Jesionowa Cross w WOSiR Szelment

Jesionowa Cross w WOSiR Szelment

Mocne podbiegi, ekstremalny teren oraz 60-metrowe przewyższenia - tak w skrócie można opisać jedyny w Polsce bieg górski poza górami, który odbył się w sobotę (17.10) w WOSiR Szelment.

 

Trasa biegu miała postać pętli o długości 5 km i przewyższeniu 250 m, zawodnicy nawet pięć razy wbiegali na szczyt, aby za każdym razem zdobyć Jesionową z innej strony.
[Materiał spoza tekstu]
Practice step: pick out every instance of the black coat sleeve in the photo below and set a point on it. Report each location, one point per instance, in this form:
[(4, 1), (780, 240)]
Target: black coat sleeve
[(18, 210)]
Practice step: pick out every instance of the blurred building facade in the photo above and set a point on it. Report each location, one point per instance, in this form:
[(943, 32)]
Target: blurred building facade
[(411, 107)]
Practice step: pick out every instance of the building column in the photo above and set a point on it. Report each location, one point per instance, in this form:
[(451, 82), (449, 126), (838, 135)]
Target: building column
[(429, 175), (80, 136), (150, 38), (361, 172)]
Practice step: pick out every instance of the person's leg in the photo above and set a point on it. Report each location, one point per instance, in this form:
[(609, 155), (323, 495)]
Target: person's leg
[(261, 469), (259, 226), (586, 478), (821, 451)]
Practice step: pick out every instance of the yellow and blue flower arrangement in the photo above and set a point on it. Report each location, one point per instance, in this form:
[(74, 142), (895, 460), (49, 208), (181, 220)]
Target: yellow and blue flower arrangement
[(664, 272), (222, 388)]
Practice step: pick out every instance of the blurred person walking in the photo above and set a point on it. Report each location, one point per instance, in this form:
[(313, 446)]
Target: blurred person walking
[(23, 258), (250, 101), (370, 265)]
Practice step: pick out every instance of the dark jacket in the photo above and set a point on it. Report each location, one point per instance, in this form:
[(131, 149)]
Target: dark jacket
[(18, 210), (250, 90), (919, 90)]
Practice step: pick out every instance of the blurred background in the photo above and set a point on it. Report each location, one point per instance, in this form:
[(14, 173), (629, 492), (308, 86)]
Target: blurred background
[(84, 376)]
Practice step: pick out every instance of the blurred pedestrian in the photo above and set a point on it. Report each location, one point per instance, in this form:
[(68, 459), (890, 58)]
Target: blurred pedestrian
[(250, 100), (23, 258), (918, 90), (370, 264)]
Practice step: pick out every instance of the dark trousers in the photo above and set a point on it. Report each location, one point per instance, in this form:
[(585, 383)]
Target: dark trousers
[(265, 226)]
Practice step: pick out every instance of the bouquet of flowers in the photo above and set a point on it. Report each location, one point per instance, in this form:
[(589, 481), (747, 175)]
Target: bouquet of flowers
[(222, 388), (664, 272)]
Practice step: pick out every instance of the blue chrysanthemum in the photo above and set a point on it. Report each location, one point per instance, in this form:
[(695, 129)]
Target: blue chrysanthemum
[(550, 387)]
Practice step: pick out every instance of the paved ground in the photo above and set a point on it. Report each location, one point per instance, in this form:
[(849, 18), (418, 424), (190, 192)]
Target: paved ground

Oczywiście, jeśli wybrali najdłuższy dystans, przy kategorii ,,Insante’’ o długości 25 km – zawodnicy aż 25 razy podziwiali Suwalszczyznę ze szczytu góry. Większość trasy to trawiaste murawy, bezdroża i wąskie singletracki – przy jesiennej kapryśnej i zimnej pogodzie oraz błocie po opadach deszczu, były nie lada wyzwaniem.

 

- Cieszę się ogromnie, że mimo panującej Pandemii COVID- 19 oraz obostrzeń udało się nam wspólnie z Fundacją „Kierunek Ultra” zorganizować drugą edycję biegu Jesionowa Cross - mówił Paweł Żuk Prezes WOSiR Szelment.

 

- Dziękujemy, że byliście z nami, mamy nadzieję ,że wiosną również tak licznie do nas przybędziecie. To dzięki Wam mogła odbyć się druga edycja Jesionowa Cross. – przekazała Iwona Łobasiuk Prezes Fundacja ” Kierunek Ultra”.

 

W biegu płaskie odcinki były rzadkością, bez przerwy tylko podbieg lub zbieg, dlatego są to zawody dla prawdziwych twardzieli, którzy nie liczą dystansu do mety - tak kończą wypowiedź dzisiejsi organizatorzy ,,Jesionowa Cross’’ Wosir Szelment & Fundacja Kierunek Ultra.